Abstract
Traditional visual SLAM algorithms run robustly under the assumption of a static environment, but always fail in dynamic scenes, since moving objects will impair camera pose tracking. Given this, this paper presents an efficient semantic dynamic SLAM (ESD-SLAM), which is suitable for dynamic scenarios. Based on the ORB-SLAM2 framework, the ESD-SLAM we proposed employs lightweight semantic segmentation network FcHarDNet to extract semantic information, and uses the region growing algorithm to optimize the semantic segmentation boundary. Then dynamic objects are removed by combining semantic information with multi-view geometry, and it further improves the localization accuracy. Combining semantic information and depth information, a dense point cloud map of static scene is constructed to serve the planning task of mobile robot. We conduct the experiments on the public TUM RGB-D dataset and in the real-world environment. Experimental results show that the proposed algorithm can improve the performance of the ORB-SLAM2 system in dynamic scenes, and significantly improve the real-time performance compared with other same type dynamic SLAM algorithms.
Introduction
Simultaneous localization and mapping (SLAM) [1] is a technique that applies sensors to estimate the current pose and build a 3-D map of the environment without any prior information about the environment. With the development of computer vision, deep learning technology, and the hardware computing ability, visual SLAM [2] has been widely used in autonomous driving, mobile robot, and unmanned autonomous vehicles (UAV). Some advanced SLAM algorithms have achieved satisfactory results, such as ORB-SLAM2 [3], ORB-SLAM3 [4], VINS-Mono [5], LSD-SLAM [6].

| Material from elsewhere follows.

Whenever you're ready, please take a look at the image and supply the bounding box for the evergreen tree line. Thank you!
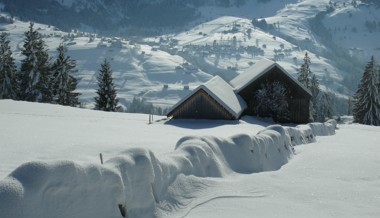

However, these algorithms are designed for static scenes. Dynamic objects are very common in real life. These dynamic objects cause many wrong data associations, destroy the constraint relationship of pose between frames, and finally lead to the pose estimation error of the whole system [10, 11]. The standard visual slam eliminates the influence of dynamic objects by random sampling consistency (RANSAC) [7]. However, they fail to accommodate the dynamic scenes where dynamic objects occupy a large area in the image.
This paper focuses on dynamic object feature points removal in dynamic scenes and the static dense point cloud map construction in the visual SLAM system. Major contributions of this paper are: This paper presents an efficient semantic dynamic SLAM (ESD-SLAM), which bases on ORB-SLAM2 with prior knowledge of semantic segmentation and multi-view geometry. It works satisfactorily in dynamic environment and significantly improves the localization accuracy as well as stability in high dynamic scenes. The system adopts lightweight semantic segmentation network FcHarDNet [23] for real-time semantic segmentation. Experimental results show that the system achieves a balance between calculation efficiency and localization accuracy in dynamic environment. Combining semantic segmentation information and depth information, masked depth image is constructed to remove the interference of dynamic objects and build dense point clouds in static scenes.
Related work
Currently, most of the visual SLAM system is based on the assumption of static scenes and has poor robustness in dynamic scenes [8, 9]. Dynamic objects in the scenes could cause mismatch of features, which affects the localization accuracy and the success rate of relocation. For this problem, there are mainly two solutions. Pure geometric-based [12–16] and semantic-based [17–20] methods. These geometric-based approaches rely on geometric restrictions, such as the equation of epipolar lines and the principle of triangulation, to segment static and dynamic features. They are based on the fact that dynamic features will violate standard constraints defined in the multi-view geometry for static scene. These geometric-based approaches cannot remove all dynamic objects, e.g., people who remains stationary. Features on such objects are unreliable and need to be removed from tracking and mapping.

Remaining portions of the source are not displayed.